Bosnia and Herzegovina’s capital city instantly wooed me with its trendy cafes and quaint markets. With so much to do in Sarajevo, it’s a place worth sticking around in. But what would it be like to live in Sarajevo? Allow me to break it down and find out.
Some people call Sarajevo the Jerusalem of Europe, and it certainly lives up to the reputation. The Old Town area that encompasses the bazaar and some of the most important religious monuments in the city is bustling with life. Unlike similar areas around the world, it doesn’t feel overwhelming. West of the eastern Ottoman and Islamic areas of town is the modern Austro-Hungarian side of Sarajevo. Full of interesting restaurants and bars, both sides provide an excellent pedestrian experience. The sprawling city is certainly more than just its lively center. Sarajevo sits in a valley and is surrounded by the Dinaric Alps, which means that aside from being in a busy and interesting city, living in Sarajevo would put you close to beautiful mountain hikes. The residential parts of the city crawl up the sides of the nearby mountains, so you could live as close or as far to the nearby nature.
Sarajevo’s cuisine is fairly international. It’s easy to find incredible Bosnian cuisine, but also to enjoy fare from around the world at a good value. Trendy cafes are everywhere serving up the usual modern coffee drinks, and if you’re in the mood for something more traditional, you can have your coffee made in the old Bosnian style with a side of baklava anywhere in Old Town. I was pleasantly surprised by the variety and quality of the food we came across, so if I lived in Sarajevo, I don’t think I would easily get tired of the local options. It’s hard not to love a place where you can order a killer plate of pasta carbonara after five or six drinks.
Unless you’re living in the heart of city center, it would probably be advantageous to have a car to live in Sarajevo. The main parts of the city are accessible by a tram line that mostly runs along the river. A bus network also provides transportation to and from out-of-the-way spots like the airport. Though it’s easy to get around on foot in the parts of town you visit as a tourist, as a local, it might not be so pedestrian friendly, especially if your flat is somewhere halfway up a mountain.
Sarajevo is generally fairly affordable, though not quite as so as its southern neighbor, Mostar. Still, a very nice renovated apartment with central heating and air conditioning (a rarity in Europe) could be as little as €400 or €500 a month in certain parts of the city. That’s not a bad deal to live in such a beautiful city with easy access to the Adriatic Sea. Food and drink ranges in price like in any big city. So it’s possible to spend $60 on dinner and drinks, but it’s not your only option. It’s affordable on many different budgets.

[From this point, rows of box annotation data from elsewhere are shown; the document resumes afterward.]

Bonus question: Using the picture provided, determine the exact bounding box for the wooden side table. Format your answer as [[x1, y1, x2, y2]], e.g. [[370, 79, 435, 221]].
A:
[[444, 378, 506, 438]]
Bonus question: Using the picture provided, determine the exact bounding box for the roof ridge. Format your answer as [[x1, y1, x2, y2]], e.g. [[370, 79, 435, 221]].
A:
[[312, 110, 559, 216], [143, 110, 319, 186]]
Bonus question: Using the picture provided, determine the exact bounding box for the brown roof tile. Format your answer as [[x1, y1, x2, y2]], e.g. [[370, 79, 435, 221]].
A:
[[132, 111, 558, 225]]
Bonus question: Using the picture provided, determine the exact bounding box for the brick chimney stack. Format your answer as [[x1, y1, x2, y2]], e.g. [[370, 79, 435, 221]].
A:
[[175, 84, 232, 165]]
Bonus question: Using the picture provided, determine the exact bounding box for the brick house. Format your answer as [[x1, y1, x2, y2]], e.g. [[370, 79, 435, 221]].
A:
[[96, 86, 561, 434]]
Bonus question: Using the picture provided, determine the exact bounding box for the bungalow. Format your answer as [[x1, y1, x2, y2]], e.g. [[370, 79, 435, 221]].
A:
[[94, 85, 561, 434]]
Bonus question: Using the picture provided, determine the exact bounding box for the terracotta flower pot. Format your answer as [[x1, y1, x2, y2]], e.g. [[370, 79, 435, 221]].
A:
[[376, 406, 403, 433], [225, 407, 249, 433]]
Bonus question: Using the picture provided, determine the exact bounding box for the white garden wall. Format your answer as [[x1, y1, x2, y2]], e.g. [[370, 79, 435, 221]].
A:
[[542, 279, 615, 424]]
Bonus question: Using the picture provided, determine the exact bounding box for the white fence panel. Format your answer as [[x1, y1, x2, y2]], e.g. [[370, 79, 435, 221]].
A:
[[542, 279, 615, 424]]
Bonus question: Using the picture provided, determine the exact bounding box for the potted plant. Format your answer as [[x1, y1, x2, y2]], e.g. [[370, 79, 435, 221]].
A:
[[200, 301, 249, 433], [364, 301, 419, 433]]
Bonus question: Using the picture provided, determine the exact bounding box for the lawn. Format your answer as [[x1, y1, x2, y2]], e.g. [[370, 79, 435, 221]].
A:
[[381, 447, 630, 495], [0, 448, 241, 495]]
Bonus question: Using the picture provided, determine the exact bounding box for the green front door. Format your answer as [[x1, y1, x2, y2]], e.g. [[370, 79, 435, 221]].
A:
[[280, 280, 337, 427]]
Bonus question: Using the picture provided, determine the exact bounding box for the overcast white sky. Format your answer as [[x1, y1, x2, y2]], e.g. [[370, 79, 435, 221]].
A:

You can definitely feel the difference between the people of small town, Mostar, and big city, Sarajevo. Life seems just slightly busier, so people in Sarajevo are a little colder. There’s no rudeness or disrespect; they’re just busy like the residents of any big city. Everyone was still perfectly nice, and I can tell it’s a place where strangers don’t approach you much, which is a big plus in my book.
Health and Safety
For being a big city, Sarajevo feels completely safe and relatively calm. There is an inexplicable number of random dudes hanging around Pigeon Square, but they’re not dangerous. As a resident, that’s probably the kind of place I would avoid anyway, since that’s where tourists go to buy souvenirs. However, one massive hazard to my health is the smoking. As with all of Bosnia and Herzegovina, you can’t go have a meal or a drink without being assaulted by the second-hand smoke of about 13 people. After a day or so, you smell like an ashtray whether you smoke or not. That’s a tough thing to get past for me.
Total Livability Score 5/10
If they changed the laws with regards to smoking, I think it would be amazing to live in Sarajevo. But as it stands, I prefer to enjoy it only as a short-term visitor.